The 2012 Tour de France winner and five time Olympic champion rejected claims that Leinders - who was banned last year over doping offences committed while he was with the Dutch Rabobank team between 2002 and 2009 - played any part in the decision to apply for permission to use a banned steroid to treat allergies.
Medical records released by Russian hacker group Fancy Bears showed that Wiggins has tested positive for triamcinolone.
He also moved to clarify that he observed cycling's "no needle policy" - something he had written in his autobiography - after evidence came to light that he had received injections of triamcinolone before the 2011 and 2012 Tour de France and again before the 2013 Giro d'Italia.

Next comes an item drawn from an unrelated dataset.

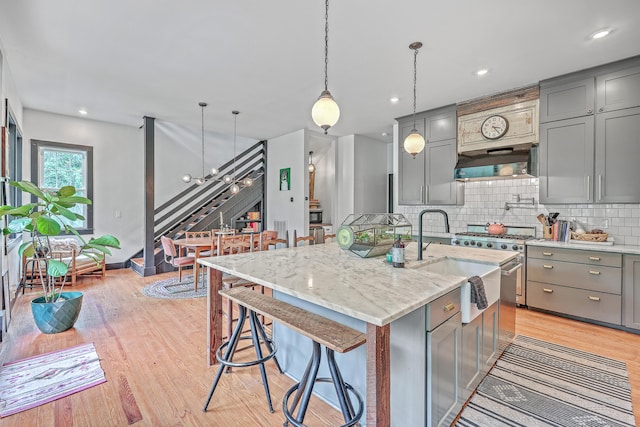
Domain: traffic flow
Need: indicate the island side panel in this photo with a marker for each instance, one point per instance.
(378, 412)
(294, 351)
(214, 314)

"Brad has no direct link to Geert Leinders. Leinders was ‘on race’ doctor for Team Sky for short period and so was occasionally present at races dealing with injuries sustained whilst racing such as colds, bruises etc. Leinders had no part in Brad’s TUE application; Brad’s medical assessments from 2011-2015 were processed by the official Team Sky doctor, and were verified by independent specialists to follow Wada, UCI and BC guidelines," a spokesperson for Wiggins said today in a statement.
"Brad’s passing comment regarding needles in the 2012 book referred to the historic and illegal practice of intravenous injections of performance-enhancing substances, which was the subject of a law change by [world cycling’s governing body] the UCI in 2011.
"The triamcinolone injection that is referred to in the Wada leaks is an intramuscular treatment for asthma and is fully approved by the sport’s governing bodies. Brad stands by his comment concerning the use of illegal intravenous needle injections."